There was no consensus among the RD and MD respondents regarding the prevention or reversal of hyperammonemia to prevent/delay the onset or severity of optic neuropathy
There was no consensus among the RD and MD respondents regarding the use of antioxidants to prevent/delay the onset or severity of optic neuropathy. There was awareness among the MD (7) and RD (1) respondents of the use of vit E, CoQ, A, C, K, lecithin, lutein and taurine in treatment of optic neuropathy
Consider the contribution to total protein intake when intravenous gamma globulin for treatment of cytopenia or immunodeficiency in individuals with PROP.
One case of abnormal B-cell production (F.599) was treated with IV gamma globulin at 400mg/kg. A reduced dietary intake of protein was prescribed for two days pre- and post-infusion and prophylactic antibiotics were given during hospitalizations (F.599). Another report described the use of IV gamma globulin at 1 gm/kg/day for two days. No modifications of dietary protein were noted in this later case (F.3199).
There was no consensus among the RD and MD respondents regarding altering PRO intake in individuals receiving IV gamma globulin .
Comments: they neither agreed nor disagreed because of lack of experience.
Cytopenia and recurrent infections are reported to be prevalent among individuals with PROP (F.599, F.3109). While true immunodeficiency is rare (F.3399), case studies have indicated specific abnormalities. Among 24 patients with PROP in Saudi Arabia, 17% had pancytopenia during metabolic crises (F.3381). In a survey of 58 patients and their families, the following were reported: leucopenia 31%; thrombocytopenia 17%; anemia 32% and immunodeficiency 15%.
There were no statements regarding prevalence of cytopenia or immunodeficiency in individuals with PROP.
Routinely monitor and adjust intake in all individuals (well or ill) with PROP of all ages to help prevent or delay the development of secondary complications.
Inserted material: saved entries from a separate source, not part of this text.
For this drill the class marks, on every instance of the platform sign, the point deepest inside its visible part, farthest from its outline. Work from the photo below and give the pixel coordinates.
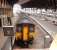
(8, 30)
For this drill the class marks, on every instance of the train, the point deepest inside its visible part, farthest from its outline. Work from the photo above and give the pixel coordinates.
(25, 33)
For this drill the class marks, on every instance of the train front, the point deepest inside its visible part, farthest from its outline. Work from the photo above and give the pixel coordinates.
(25, 31)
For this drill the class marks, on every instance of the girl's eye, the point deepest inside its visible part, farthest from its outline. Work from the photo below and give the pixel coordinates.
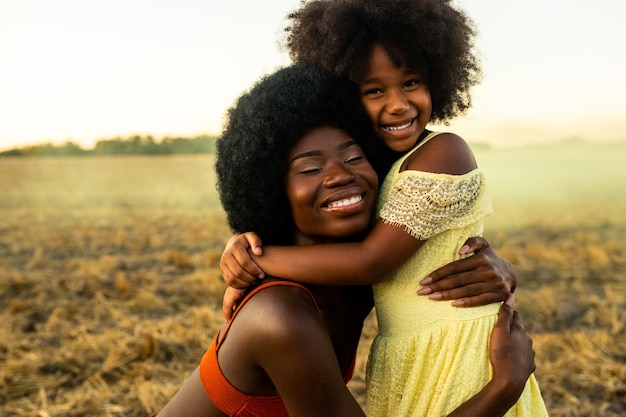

With MS/MS NBS allowing earlier diagnoses and initiation of treatment of PROP, there is the potential for decreased mortality (F.3399). However, morbidity in individuals with PROP remains high. This may include development of renal disease as a late-onset complication that has been reported in 3 cases, where ages were given as 29 and 45 years (F.3399, F.2967). There is evidence that individuals with PROP may have a greater tolerance for dietary (intact) protein with age (F.3399), but there still remains the continued need to carefully monitor and adjust intake during illness.
There was consensus (100% agreement among all RD and MD respondents) that lifetime monitoring and nutrient adjustment is important for all individuals with PROP to help delay the development of secondary complications.